The integration of irrigation systems within plant growth chambers facilitates precise water management and nutrient delivery, essential for studying plant water relations and optimizing growth conditions. Automated irrigation systems ensure consistent moisture levels, reducing the labor involved in manual watering and enhancing the reproducibility of stress experiments.

Streamlining the Management of Plant Growth Chamber Functions

The process of managing the functions of plant growth chambers has been significantly streamlined through the advent of sophisticated software solutions. These systems enhance functionality and ease of use of growth chambers by enabling capabilities such as remote monitoring, automated alerts, and access to data analytics dashboards.

Remote monitoring capabilities allow plant researchers to oversee chamber conditions from any location, ensuring environmental parameters remain within desired ranges without the need for being physically present at the chamber. For example: A scientist can be alerted via their control dashboard when a chamber moves out of the setpoint target for a particular parameter, such as temperature.

As a result, the user can quickly remediate the problem to maintain the integrity of the experiment. Most alert systems offer advanced optimization options, such as choosing a specific time period after which a user must be notified. This feature is particularly beneficial for long-term experiments where constant supervision is impractical.

Data analytics dashboards offer a comprehensive overview of environmental conditions over time, providing valuable insights into the effects of specific parameters on plant growth and development. By analyzing trends and patterns, researchers can optimize chamber settings for future experiments, contributing to more efficient and effective research processes.

Together, these software features represent a significant advancement in the management of plant growth chamber functions, offering researchers the tools needed to conduct sophisticated plant science research, seed, and other product development with greater ease and accuracy, and on a greater scale.

In Conclusion

Plant growth chambers are indispensable for plant science. They offer unparalleled precision in environmental control for scholarly as well as for commercial applications. By simulating a wide range of climatic conditions, these chambers facilitate groundbreaking insights into such fields as climate change and adaptation to a wide range of biotic and abiotic stress. Sometimes with profound yield and nutrition implications.

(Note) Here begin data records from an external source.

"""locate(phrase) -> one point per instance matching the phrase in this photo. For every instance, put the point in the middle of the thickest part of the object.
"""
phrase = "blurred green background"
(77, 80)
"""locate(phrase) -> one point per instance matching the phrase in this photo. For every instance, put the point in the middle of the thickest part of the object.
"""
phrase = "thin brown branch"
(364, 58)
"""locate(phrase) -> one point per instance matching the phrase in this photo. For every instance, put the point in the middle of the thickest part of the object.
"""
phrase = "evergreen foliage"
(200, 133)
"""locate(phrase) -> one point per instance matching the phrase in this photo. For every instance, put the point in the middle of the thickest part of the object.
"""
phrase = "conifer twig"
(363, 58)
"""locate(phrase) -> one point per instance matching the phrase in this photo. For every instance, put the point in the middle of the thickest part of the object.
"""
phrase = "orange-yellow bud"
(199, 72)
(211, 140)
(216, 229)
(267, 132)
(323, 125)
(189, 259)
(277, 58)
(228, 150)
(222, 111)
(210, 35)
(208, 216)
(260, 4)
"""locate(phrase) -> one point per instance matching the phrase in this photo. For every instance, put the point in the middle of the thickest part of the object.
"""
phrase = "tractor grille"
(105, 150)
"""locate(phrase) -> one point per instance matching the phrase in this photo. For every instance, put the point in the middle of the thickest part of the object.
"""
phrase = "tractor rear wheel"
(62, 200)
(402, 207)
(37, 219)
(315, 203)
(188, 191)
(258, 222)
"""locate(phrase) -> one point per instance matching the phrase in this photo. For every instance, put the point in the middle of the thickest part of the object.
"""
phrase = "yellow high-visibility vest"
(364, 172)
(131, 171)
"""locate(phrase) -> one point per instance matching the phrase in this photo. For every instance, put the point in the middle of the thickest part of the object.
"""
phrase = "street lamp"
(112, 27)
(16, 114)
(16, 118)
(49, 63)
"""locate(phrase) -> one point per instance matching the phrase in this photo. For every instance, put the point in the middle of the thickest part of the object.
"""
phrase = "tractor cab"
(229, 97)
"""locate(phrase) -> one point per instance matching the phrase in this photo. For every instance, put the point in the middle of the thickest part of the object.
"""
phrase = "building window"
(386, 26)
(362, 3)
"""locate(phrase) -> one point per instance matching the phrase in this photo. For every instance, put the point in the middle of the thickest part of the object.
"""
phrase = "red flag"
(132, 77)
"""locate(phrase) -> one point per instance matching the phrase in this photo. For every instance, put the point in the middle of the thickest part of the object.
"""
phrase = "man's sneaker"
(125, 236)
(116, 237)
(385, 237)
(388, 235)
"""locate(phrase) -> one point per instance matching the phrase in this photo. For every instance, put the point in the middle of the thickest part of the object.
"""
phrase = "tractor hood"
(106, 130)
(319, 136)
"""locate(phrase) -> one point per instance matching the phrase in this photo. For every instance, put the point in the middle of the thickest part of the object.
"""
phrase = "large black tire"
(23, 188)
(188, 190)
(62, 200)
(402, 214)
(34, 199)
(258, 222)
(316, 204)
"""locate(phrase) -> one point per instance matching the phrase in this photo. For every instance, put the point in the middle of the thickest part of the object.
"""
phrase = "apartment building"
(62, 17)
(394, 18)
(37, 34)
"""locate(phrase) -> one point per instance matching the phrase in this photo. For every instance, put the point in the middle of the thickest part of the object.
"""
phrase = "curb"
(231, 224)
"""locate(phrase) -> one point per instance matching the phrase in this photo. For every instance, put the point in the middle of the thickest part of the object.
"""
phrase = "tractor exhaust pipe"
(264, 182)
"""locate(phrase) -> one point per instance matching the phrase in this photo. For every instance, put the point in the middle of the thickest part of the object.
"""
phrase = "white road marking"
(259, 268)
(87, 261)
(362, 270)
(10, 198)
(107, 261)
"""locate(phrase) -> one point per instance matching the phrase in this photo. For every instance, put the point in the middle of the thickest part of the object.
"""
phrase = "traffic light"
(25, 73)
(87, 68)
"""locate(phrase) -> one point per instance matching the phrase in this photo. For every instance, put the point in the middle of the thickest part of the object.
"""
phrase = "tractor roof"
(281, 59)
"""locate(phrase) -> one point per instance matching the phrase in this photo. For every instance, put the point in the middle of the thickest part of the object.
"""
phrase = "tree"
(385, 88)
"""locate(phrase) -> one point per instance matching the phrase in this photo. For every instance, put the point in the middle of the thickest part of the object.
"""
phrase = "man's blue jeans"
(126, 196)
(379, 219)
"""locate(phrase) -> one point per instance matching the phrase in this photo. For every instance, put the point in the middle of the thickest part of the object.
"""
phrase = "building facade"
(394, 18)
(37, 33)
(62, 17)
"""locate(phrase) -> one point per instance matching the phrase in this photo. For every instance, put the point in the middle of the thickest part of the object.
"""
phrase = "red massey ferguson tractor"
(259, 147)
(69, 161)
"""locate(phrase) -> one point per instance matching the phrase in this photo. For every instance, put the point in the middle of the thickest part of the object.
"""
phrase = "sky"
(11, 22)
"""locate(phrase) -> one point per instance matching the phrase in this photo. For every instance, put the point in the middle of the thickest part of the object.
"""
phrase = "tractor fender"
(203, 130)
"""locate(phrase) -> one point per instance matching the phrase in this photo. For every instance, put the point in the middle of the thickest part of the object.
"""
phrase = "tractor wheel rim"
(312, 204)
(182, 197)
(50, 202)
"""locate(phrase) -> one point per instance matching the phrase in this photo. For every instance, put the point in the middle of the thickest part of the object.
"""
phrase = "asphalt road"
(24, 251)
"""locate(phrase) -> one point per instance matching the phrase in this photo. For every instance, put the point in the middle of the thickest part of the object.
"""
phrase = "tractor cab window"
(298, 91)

The many functions of a plant growth chamber discussed in this article, from precise temperature regulation to sophisticated software for chamber management, underscore the chambers' critical role in advancing the discovery process.

As we face global challenges like food scarcity and the need for more sustainable agriculture practices, the insights gained from research conducted within these controlled environments are more valuable than ever. Plant growth chambers, therefore, not only represent a cornerstone of plant science research but also hold the key to unlocking solutions for some of the most pressing issues of our time.